WHAT THIS STUDY ADDS

  • The precision by the FAST algorithm is low in mild strokes, without any sex or age differences.

HOW THIS STUDY MIGHT AFFECT RESEARCH, PRACTICE OR POLICY

  • Healthcare personnel and the public need to be aware of the low FAST algorithm precision and emphasise the importance of potential stroke symptoms knowledge and public education.

Introduction

The Face, Arm, Speech, Time to call (FAST) is a widely used algorithm in public campaign and emergency medical services to improve symptom recognition in acute stroke1 and was initially found to capture up to 90% of ischaemic strokes and transient ischaemic attacks (TIAs).2 It has formed the basis of public awareness and education in many countries. The FAST algorithm has improved both symptom recognition and intention to call emergency medical services after major stroke,3–5 but with less precision in minor strokes or TIA.6 Recent stroke register data show a shift towards less severe strokes with an increased incidence of stroke in young adults, and the precision by the FAST acronym in capturing stroke seems lower than previously reported.6–8

In general, women have worse outcomes after stroke compared with men,9 partly explained by prestroke disability, higher age and larger strokes due to higher occurrence of atrial fibrillation.10 11 However, recent research indicates sex differences also in the presentation and management of acute stroke. A large population-based study identified sex differences in prehospital management by emergency medical services,12 and women may be more likely to receive the diagnosis of stroke mimics.13 Two recent large systematic reviews and meta-analyses reported sex differences in the occurrence of non-focal symptoms, such as level of consciousness and headache, while evidence for sex differences in focal symptoms remains uncertain.14 15 Atypical clinical presentation is more common in younger ages, followed by a larger portion of missed stroke diagnoses in the emergency department (ED).16 Misdiagnosis in the acute phase and consequently missed treatment can lead to disability. Therefore, healthcare personnel and the public need increased awareness of any sex or age differences in the FAST precision.

The National Institute of Health Stroke Scale (NIHSS) quantifies stroke severity and is extensively used in acute stroke care worldwide.17 18 The 15-item scale covers all symptoms included in FAST; facial palsy, arm weakness and speech (dysarthria of aphasia), besides measures of motor leg, sensory function, ataxia, visual field, level of consciousness, attention and neglect. Studies show that vision impairments are common and reduce the odds of poststroke independence.19 20 Ideally, including vision known to impact prognosis or other frequently presented stroke symptoms in the FAST algorithm could increase the number of strokes captured by the algorithm and provide enhanced prognostic information. Further, more identified stroke cases could result in a higher proportion of acute treatment and reduce the burden of stroke-related disability.

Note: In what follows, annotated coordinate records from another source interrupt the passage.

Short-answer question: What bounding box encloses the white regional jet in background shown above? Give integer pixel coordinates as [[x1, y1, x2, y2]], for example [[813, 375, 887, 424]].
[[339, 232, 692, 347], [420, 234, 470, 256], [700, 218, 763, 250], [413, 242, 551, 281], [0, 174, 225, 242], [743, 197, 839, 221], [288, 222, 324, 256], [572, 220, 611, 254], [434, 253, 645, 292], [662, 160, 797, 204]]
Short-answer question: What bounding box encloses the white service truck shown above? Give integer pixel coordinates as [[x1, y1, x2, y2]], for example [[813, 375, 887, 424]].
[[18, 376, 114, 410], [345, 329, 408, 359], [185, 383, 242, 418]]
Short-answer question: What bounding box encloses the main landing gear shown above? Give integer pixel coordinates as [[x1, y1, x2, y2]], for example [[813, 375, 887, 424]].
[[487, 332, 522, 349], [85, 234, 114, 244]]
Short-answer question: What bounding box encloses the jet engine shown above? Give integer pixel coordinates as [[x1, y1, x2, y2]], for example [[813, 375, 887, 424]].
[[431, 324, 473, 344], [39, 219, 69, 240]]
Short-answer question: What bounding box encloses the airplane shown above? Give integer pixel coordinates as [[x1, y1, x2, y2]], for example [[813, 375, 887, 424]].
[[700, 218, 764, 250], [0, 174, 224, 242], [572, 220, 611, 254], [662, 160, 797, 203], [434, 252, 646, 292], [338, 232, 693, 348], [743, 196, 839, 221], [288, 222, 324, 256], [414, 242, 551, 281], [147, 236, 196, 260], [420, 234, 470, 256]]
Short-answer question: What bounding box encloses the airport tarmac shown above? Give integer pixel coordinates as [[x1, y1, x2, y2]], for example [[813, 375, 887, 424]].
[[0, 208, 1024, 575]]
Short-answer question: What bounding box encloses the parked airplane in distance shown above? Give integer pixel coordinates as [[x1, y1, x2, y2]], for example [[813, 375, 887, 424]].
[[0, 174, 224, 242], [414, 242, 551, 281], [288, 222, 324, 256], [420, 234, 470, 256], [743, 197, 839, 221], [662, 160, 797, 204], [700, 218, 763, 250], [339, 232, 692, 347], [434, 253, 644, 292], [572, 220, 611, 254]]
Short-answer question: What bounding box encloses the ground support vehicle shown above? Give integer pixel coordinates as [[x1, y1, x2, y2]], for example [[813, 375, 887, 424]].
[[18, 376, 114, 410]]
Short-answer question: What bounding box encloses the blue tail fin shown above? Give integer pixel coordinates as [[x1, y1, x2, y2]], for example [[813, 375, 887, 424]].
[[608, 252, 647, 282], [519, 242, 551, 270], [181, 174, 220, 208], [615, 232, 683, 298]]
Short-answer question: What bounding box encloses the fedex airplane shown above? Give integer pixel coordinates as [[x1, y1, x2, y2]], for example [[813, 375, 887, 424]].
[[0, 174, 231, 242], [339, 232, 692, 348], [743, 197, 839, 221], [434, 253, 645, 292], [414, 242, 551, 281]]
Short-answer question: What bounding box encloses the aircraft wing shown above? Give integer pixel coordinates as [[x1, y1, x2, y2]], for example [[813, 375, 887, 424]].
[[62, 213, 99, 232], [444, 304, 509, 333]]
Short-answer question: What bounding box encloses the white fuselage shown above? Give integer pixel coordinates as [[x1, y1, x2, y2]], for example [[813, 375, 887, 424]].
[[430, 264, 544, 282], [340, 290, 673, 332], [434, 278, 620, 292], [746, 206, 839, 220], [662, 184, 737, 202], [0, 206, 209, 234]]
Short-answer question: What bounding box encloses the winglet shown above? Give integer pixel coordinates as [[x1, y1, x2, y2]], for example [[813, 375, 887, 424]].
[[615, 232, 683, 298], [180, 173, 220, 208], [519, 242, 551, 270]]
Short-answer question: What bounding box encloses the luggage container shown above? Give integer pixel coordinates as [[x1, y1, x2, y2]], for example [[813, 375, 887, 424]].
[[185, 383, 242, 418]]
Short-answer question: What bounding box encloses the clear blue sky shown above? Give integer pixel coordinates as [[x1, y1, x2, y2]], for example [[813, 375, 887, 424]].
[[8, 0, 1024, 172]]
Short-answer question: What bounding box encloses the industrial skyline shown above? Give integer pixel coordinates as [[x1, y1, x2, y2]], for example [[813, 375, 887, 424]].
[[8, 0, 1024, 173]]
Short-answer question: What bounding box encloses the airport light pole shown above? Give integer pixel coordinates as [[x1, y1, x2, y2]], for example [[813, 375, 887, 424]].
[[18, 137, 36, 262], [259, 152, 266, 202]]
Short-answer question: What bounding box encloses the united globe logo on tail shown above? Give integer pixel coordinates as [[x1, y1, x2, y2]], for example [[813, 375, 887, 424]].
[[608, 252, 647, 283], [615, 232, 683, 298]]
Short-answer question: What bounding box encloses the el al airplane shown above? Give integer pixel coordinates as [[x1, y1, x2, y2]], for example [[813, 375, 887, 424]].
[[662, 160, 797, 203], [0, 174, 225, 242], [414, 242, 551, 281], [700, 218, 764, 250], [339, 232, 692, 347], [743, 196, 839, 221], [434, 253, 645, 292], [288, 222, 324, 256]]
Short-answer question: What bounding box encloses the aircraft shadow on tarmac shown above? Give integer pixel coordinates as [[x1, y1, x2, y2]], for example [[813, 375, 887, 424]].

Overall, public campaigns face the balance between an easily remembered acronym and the often more complex reality.

Using data from Swedish stroke registers, we aimed to study the proportion of stroke cases admitted with FAST symptoms, sex and age differences in FAST presentation, and explore any additional advantage of including new item(s) from the NIHSS to the FAST algorithm.

Methods

Study design

This registry-based study used data from two Swedish stroke registers (Riksstroke, the mandatory national quality register for stroke care in Sweden, established in 199421 and Väststroke, a local quality stroke register in Gothenburg, collecting data from 2014 to 2019). The two registers provide different information about the same patients. Dedicated nurses at the stroke units are responsible for reporting data to both registers on patients. The datasets were merged by a statistician at Riksstroke through personal identification numbers into one pseudonymised database.

Study sample

All patients admitted with an acute stroke to the Sahlgrenska University Hospital from 1 November 2014 until 31 June 2019 were included. The Sahlgrenska University Hospital consists of three sites, each with a comprehensive stroke unit. It provides emergency and basic care for 800 000 inhabitants in Gothenburg as well as specialised care for 1.8 million inhabitants in the west of Sweden. Patients matching the inclusion criteria were adults (≥ 18 years) with the diagnosis of ischaemic stroke (I63) or intracerebral haemorrhage (I61) according to the International Classification of Diseases 10th Revision and with complete NIHSS at admission.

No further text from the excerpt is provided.